Sedangkan Anjani di persilahkan duduk oleh Citra.
"Jadi kau calon mentor untuk cucuku yang bandel itu?" tanya Citra lagi.
"Jika kalian memberi kesempatan, padaku. Lagi pula tidak ada anak yang nakal mereka hanya melakukan kesalahan yang mereka tidak mengerti akibatnya. Butuh banyak kesabaran untuk memberi mereka pengertian tentang yang benar dan salah, bukan hanya dengan kata-kata juga perbuatan kita. Kita yang harus memberi mereka contoh bukannya menghujat."

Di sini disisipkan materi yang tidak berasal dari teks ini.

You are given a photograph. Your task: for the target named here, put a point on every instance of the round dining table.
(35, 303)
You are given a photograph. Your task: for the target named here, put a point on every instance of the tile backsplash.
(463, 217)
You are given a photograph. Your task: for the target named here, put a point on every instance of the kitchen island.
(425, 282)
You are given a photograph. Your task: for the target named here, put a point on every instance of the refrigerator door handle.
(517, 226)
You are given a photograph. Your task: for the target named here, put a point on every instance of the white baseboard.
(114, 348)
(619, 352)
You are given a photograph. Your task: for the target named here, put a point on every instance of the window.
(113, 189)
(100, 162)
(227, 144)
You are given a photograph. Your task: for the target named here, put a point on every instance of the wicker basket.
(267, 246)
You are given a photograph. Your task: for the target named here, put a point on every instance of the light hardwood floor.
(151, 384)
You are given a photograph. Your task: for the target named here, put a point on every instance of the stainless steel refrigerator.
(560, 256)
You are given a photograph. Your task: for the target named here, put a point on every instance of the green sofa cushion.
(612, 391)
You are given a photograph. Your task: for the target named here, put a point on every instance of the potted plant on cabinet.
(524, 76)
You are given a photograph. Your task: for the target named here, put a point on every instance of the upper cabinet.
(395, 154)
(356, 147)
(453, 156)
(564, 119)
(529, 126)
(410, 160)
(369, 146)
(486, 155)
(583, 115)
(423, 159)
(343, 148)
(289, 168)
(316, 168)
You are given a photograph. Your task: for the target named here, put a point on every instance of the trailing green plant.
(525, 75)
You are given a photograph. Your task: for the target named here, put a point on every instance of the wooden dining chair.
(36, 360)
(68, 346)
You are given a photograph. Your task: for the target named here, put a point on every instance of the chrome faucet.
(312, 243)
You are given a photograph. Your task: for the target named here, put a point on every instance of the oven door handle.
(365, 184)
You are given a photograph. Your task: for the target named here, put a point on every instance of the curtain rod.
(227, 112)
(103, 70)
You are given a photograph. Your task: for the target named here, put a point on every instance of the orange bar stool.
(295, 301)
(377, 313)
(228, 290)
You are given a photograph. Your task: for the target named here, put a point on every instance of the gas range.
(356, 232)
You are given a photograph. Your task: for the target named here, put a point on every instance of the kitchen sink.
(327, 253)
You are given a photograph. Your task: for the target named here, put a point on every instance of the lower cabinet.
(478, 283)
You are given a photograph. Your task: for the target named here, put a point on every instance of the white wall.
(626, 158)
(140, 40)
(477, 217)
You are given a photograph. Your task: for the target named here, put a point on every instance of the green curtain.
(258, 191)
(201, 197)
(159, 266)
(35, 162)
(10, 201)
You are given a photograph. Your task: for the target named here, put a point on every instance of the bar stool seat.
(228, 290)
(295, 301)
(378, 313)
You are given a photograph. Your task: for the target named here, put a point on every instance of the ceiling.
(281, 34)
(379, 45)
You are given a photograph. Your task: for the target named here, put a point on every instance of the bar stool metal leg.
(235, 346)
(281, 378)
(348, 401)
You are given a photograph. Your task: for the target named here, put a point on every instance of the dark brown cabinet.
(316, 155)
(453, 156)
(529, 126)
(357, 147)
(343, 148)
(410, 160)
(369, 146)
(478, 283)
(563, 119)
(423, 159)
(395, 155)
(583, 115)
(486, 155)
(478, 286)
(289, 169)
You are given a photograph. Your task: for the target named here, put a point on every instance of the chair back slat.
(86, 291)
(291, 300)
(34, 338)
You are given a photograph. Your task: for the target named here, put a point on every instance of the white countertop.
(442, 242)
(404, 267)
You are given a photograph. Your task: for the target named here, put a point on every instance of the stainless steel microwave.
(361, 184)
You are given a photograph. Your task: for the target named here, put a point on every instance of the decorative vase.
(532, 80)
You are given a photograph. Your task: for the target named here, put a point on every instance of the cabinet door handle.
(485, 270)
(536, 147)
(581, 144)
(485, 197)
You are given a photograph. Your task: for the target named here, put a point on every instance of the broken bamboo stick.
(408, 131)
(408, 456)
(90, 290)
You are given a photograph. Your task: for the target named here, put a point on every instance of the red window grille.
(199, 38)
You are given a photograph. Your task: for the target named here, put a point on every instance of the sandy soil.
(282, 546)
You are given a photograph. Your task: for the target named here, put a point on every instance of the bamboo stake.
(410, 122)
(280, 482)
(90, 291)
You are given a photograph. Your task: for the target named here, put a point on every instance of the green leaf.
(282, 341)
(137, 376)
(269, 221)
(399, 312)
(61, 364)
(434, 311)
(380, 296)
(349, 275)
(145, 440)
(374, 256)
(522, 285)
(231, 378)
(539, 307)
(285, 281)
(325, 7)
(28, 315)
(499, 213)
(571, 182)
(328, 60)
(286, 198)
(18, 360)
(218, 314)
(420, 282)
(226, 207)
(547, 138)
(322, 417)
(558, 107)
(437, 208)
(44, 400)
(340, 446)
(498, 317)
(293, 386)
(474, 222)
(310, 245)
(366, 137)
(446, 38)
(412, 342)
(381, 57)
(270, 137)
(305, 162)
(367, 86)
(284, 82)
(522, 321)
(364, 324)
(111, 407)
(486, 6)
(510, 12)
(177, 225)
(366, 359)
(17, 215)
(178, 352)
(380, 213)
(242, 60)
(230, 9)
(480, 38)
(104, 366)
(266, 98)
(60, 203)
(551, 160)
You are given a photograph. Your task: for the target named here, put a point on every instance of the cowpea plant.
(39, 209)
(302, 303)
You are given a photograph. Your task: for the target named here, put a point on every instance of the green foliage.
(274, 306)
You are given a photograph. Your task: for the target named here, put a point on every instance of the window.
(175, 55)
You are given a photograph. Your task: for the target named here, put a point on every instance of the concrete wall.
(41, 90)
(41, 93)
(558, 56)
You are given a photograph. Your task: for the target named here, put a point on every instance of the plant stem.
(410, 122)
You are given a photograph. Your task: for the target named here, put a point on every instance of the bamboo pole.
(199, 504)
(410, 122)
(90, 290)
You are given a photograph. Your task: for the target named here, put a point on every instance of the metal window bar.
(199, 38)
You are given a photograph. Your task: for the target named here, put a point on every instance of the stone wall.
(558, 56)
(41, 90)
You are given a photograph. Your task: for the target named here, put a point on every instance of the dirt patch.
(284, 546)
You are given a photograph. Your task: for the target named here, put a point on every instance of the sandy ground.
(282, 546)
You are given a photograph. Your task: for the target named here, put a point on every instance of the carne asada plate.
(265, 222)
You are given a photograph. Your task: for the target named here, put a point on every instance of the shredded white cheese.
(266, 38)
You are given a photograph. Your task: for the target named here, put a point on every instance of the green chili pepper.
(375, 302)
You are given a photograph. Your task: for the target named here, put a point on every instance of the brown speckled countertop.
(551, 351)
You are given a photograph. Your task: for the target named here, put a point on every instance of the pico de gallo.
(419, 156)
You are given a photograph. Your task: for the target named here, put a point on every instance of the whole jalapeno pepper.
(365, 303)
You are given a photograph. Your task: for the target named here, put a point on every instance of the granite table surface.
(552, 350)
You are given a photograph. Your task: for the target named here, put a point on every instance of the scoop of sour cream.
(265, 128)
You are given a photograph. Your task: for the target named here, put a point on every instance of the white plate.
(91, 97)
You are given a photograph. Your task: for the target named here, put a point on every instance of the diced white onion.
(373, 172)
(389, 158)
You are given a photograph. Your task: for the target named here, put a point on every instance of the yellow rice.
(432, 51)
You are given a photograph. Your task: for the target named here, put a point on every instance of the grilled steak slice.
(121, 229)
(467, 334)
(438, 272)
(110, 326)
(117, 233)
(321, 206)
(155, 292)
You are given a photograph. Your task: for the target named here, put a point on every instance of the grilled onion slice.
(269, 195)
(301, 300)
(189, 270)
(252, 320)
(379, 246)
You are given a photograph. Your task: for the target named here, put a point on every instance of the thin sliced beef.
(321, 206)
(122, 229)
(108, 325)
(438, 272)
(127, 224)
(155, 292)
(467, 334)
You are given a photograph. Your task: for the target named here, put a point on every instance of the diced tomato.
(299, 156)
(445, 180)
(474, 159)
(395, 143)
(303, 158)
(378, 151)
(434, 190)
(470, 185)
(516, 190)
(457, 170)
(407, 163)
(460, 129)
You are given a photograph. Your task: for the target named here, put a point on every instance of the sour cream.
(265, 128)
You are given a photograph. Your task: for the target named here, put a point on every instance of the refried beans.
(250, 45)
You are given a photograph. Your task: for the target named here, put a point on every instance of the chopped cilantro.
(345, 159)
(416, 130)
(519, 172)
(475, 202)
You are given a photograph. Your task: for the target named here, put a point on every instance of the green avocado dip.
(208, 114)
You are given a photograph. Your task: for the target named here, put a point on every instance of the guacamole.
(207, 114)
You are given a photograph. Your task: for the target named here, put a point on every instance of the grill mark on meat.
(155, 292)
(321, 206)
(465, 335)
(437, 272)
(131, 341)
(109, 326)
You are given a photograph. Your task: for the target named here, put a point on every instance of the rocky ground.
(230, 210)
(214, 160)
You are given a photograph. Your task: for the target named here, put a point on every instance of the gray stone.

Citra menganggukkan kepalanya. "Kau benar tetapi sangat sulit sekali mengendalikan mereka, aku saja sudah angkat tangan sedangkan ayahnya sendiri sudah tidak bisa lagi memberi pengertian pada mereka."
"Apa yang kita pikirkan benar tidak selama menurut anak-anak itu benar.Mereka punya pemikiran sendiri, daya imajinasi mereka pun berbeda dengan orang tua. Contohnya bagi anak bermain tanah adalah hal menyenangkan mereka bisa membuat lukisan di tanah atau berbagai bentuk mainan. Namun, bagi orang tua itu adalah tanah yang kotor."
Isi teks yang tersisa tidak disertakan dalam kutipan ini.